Uno de los propósitos prioritarios debe ser garantizar la permanencia y conclusión de las trayectorias educativas. El abandono escolar sigue siendo uno de los mayores desafíos del bachillerato, asociado no solo a condiciones económicas adversas, sino también a la falta de identificación de los jóvenes con la escuela. Más allá del acceso, se requiere fortalecer estrategias integrales que acompañen a los estudiantes desde su ingreso hasta el egreso, atendiendo factores académicos, económicos, emocionales y sociales. Las becas son necesarias, pero no suficientes si no se articulan con tutorías, orientación vocacional y entornos escolares seguros y acogedores.

Otro propósito ineludible es avanzar hacia una educación pertinente y significativa para los estudiantes. El bachillerato no puede reducirse a la acumulación de contenidos ni a la preparación mecánica para las evaluaciones. Requiere planes y programas de estudio que dialoguen con los contextos locales, reconozcan la diversidad cultural y social del país, y ofrezcan aprendizajes que ayuden a comprender el mundo contemporáneo. Integrar saberes científicos, tecnológicos y humanistas no es un lujo académico, sino una condición para formar jóvenes con pensamiento crítico, capacidad de adaptación y compromiso social.

La mejora de la Educación Media Superior tampoco será posible sin revalorar el trabajo docente y fortalecer el liderazgo directivo. Las maestras y los maestros son el eje del proceso educativo; sin embargo, con frecuencia enfrentan sobrecarga administrativa, escasas oportunidades de formación pertinente y condiciones laborales desiguales o limitadas.  Mejorar su desarrollo profesional continuo, promover el trabajo colegiado y dignificar su labor es una inversión prioritaria y estratégica. Del mismo modo, las y los directivos requieren acompañamiento sistemático, evaluación formativa y reconocimiento de su papel como líderes pedagógicos, no sólo como gestores administrativos.
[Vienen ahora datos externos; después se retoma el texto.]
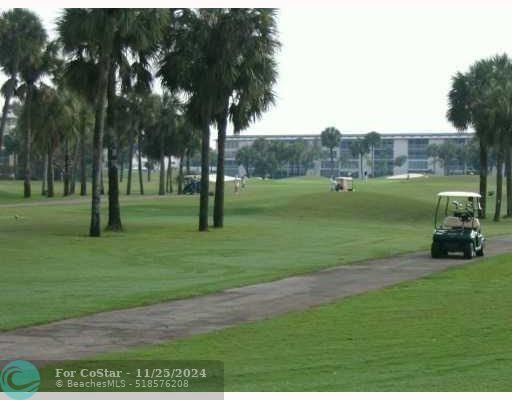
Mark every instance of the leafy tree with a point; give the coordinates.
(21, 37)
(248, 43)
(41, 62)
(100, 42)
(331, 138)
(467, 107)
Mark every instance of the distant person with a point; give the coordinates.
(334, 184)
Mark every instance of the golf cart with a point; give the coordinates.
(457, 228)
(192, 184)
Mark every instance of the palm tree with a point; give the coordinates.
(21, 37)
(372, 139)
(331, 138)
(359, 148)
(88, 35)
(192, 63)
(40, 63)
(98, 41)
(247, 81)
(167, 132)
(467, 108)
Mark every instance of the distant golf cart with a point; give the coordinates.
(192, 184)
(344, 184)
(457, 228)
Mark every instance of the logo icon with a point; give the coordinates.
(20, 379)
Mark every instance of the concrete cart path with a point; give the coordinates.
(118, 330)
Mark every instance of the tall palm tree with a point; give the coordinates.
(467, 107)
(192, 63)
(499, 104)
(21, 36)
(99, 42)
(39, 64)
(249, 44)
(88, 35)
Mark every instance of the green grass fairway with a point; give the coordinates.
(447, 332)
(50, 269)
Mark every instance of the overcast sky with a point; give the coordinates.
(372, 67)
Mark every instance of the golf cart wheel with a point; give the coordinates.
(469, 251)
(435, 250)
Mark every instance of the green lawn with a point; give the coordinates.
(51, 270)
(447, 332)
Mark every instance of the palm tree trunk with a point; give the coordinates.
(74, 166)
(499, 184)
(83, 172)
(66, 167)
(483, 178)
(14, 165)
(170, 188)
(161, 184)
(218, 206)
(331, 154)
(205, 184)
(114, 207)
(102, 183)
(51, 174)
(130, 163)
(139, 155)
(180, 175)
(508, 172)
(99, 127)
(7, 103)
(121, 167)
(27, 189)
(45, 175)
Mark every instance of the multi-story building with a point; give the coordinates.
(413, 146)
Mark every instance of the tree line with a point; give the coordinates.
(481, 98)
(91, 90)
(277, 159)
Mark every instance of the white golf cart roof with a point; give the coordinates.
(459, 194)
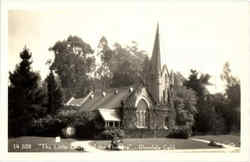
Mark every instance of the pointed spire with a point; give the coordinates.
(156, 55)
También, resulta indispensable fortalecer la gestión y la capacidad institucional del sistema de Educación Media Superior. La diversidad de subsistemas y modalidades demanda mayor coordinación, planeación de mediano plazo y uso inteligente de la información. La supervisión educativa debe recuperar su sentido pedagógico, cercana a las escuelas y orientada a la mejora continua.

Finalmente, ningún propósito será sostenible sin una participación social activa y corresponsable. Escuchar a estudiantes, docentes, familias y comunidades implica abrir espacios reales de diálogo y corresponsabilidad. La mejora del bachillerato se construye colectivamente, con confianza, compromiso y visión compartida.

Los buenos propósitos para 2026 deben convertirse en acciones concretas y evaluables. Reflexionar, participar y asumir responsabilidades comunes es el camino para construir un bachillerato más equitativo, pertinente y humano, capaz de responder a los desafíos del presente y a las aspiraciones de las nuevas generaciones.